Brigitte D´moch-Schweren
Brigitte D’moch-Schweren, SPD-Vorsitzende

Was haben Bürgermeister Meier und die CDU nicht alles vor der Wahl versprochen! Mit den Jugendhilfeträgern wurden langjährige Verträge abgeschossen. Er versprach Planungssicherheit denen, die übrig geblieben waren nach der Schließung des Jugendzentrums der Falken an der Kapfenbergerstraße. Eine Allianz mit dem Sport wurde einstimmig beschlossen mit dem Ziel der Planungssicherheit. Und heute, knapp eineinhalb Jahre nach der Wahl gilt nichts mehr! Durch die Hintertür einer nichtöffentlichen Sitzung erfährt man, dass die Allianz für den Sport zur Disposition steht. Die Jugendhilfeträger erfahren zufällig, dass ihnen gekündigt werden soll. „ Hier drängt sich mir der Eindruck auf, dass vor der Wahl nur Menschen und Organisationen ruhig gestellt werden sollten, bis Herr Meier wieder auf seinem Bürgermeistersessel sitzt“, so die Frechener Parteivorsitzende Brigitte D’moch-Schweren. „ Wenn von diesem Handeln nicht unsere Kinder und Familien betroffen wären, könnte man von einer schlechten Politsatire reden, aber leider ist die Situation viel dramatischer! Jugendzentren werden geschlossen, Familiendienste geraten in den Blick einer falschen Sparpolitik und nun sollen auch noch die 4000 sporttreibenden Kinder und Jugendlichen auf der Strecke bleiben! „Was das alles mit einer familienfreundlichen Kommunalpolitik zu tun hat, bleibt mir verschlossen“, so D’moch-Schweren.

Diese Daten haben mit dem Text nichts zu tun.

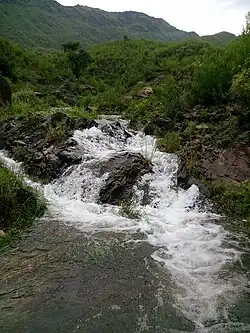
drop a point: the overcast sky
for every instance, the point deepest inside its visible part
(201, 16)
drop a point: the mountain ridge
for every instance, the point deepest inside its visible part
(47, 23)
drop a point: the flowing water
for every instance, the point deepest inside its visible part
(203, 258)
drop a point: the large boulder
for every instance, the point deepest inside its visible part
(43, 143)
(5, 92)
(230, 164)
(125, 170)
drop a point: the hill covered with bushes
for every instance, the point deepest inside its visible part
(193, 96)
(46, 23)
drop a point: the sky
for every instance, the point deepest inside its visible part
(202, 16)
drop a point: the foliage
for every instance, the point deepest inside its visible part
(130, 210)
(19, 205)
(170, 143)
(233, 198)
(78, 57)
(48, 24)
(241, 85)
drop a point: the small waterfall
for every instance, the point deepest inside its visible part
(191, 243)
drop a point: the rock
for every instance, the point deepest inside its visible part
(145, 92)
(28, 141)
(126, 169)
(231, 164)
(5, 92)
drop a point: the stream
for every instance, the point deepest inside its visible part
(203, 267)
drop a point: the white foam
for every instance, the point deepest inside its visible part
(190, 241)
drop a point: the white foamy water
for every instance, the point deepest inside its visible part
(189, 240)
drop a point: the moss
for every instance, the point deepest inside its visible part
(130, 210)
(232, 198)
(20, 205)
(170, 143)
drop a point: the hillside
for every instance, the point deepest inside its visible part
(220, 38)
(46, 23)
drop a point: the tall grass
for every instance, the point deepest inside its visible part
(20, 205)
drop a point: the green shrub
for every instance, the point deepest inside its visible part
(241, 85)
(56, 134)
(233, 198)
(130, 209)
(19, 205)
(170, 143)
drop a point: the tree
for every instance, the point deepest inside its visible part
(71, 46)
(246, 29)
(77, 56)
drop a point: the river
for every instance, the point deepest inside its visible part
(206, 265)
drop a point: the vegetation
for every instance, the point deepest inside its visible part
(19, 206)
(130, 210)
(46, 23)
(233, 198)
(193, 96)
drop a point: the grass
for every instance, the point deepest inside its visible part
(130, 210)
(170, 143)
(233, 198)
(80, 112)
(56, 134)
(20, 205)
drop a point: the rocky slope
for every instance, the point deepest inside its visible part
(48, 24)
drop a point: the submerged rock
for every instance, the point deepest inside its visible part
(116, 130)
(126, 169)
(5, 92)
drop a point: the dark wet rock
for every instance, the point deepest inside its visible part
(116, 130)
(125, 170)
(43, 143)
(231, 164)
(5, 92)
(57, 281)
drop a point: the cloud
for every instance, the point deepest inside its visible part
(202, 16)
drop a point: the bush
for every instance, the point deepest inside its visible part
(19, 204)
(241, 86)
(233, 198)
(170, 143)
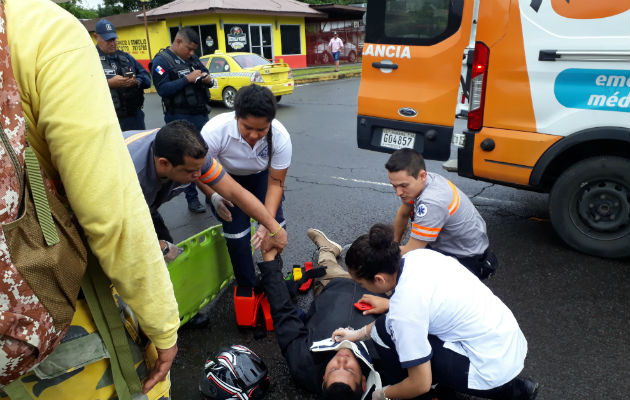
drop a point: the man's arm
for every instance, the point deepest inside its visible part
(142, 75)
(401, 221)
(72, 123)
(163, 85)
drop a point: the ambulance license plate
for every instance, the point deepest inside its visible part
(458, 139)
(395, 139)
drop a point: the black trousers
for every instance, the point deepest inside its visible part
(448, 368)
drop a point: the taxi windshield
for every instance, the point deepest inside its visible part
(250, 60)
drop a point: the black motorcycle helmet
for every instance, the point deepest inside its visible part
(235, 372)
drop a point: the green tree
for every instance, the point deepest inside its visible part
(76, 8)
(123, 6)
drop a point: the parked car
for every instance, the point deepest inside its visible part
(232, 71)
(349, 52)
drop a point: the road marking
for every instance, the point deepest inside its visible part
(361, 181)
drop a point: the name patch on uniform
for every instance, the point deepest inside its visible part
(421, 210)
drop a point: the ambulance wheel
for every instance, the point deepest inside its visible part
(589, 206)
(229, 94)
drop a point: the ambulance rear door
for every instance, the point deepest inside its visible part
(412, 65)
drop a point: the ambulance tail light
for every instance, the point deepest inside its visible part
(478, 80)
(256, 77)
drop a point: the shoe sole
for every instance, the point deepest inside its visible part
(337, 245)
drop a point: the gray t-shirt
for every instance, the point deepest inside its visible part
(445, 216)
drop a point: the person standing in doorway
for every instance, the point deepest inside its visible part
(335, 46)
(183, 83)
(126, 78)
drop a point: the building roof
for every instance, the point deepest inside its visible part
(338, 11)
(292, 8)
(119, 20)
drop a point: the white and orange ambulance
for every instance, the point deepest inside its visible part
(548, 84)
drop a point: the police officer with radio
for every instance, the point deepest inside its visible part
(126, 78)
(183, 83)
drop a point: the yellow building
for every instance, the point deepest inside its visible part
(272, 28)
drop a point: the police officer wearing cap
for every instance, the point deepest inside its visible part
(126, 78)
(183, 83)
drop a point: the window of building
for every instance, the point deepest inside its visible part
(290, 37)
(207, 36)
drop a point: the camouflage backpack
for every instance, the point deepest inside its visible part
(42, 256)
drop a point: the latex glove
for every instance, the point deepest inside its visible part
(350, 334)
(220, 205)
(259, 236)
(161, 368)
(173, 252)
(380, 305)
(379, 394)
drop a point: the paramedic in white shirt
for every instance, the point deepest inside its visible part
(446, 326)
(255, 149)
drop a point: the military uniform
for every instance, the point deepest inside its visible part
(127, 101)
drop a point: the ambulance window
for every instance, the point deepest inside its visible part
(413, 22)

„Dass die Stadt falsch gewirtschaftet hat, wissen wir und dass jetzt gespart werden muss, wissen wir auch, aber an den richtigen Stellen. Sollten Meier und die CDU sich nicht bald eines Besseren besinnen, werden die Folgen dieser falschen Sparpolitik die Frechener Kinder und Familien ertragen müssen“.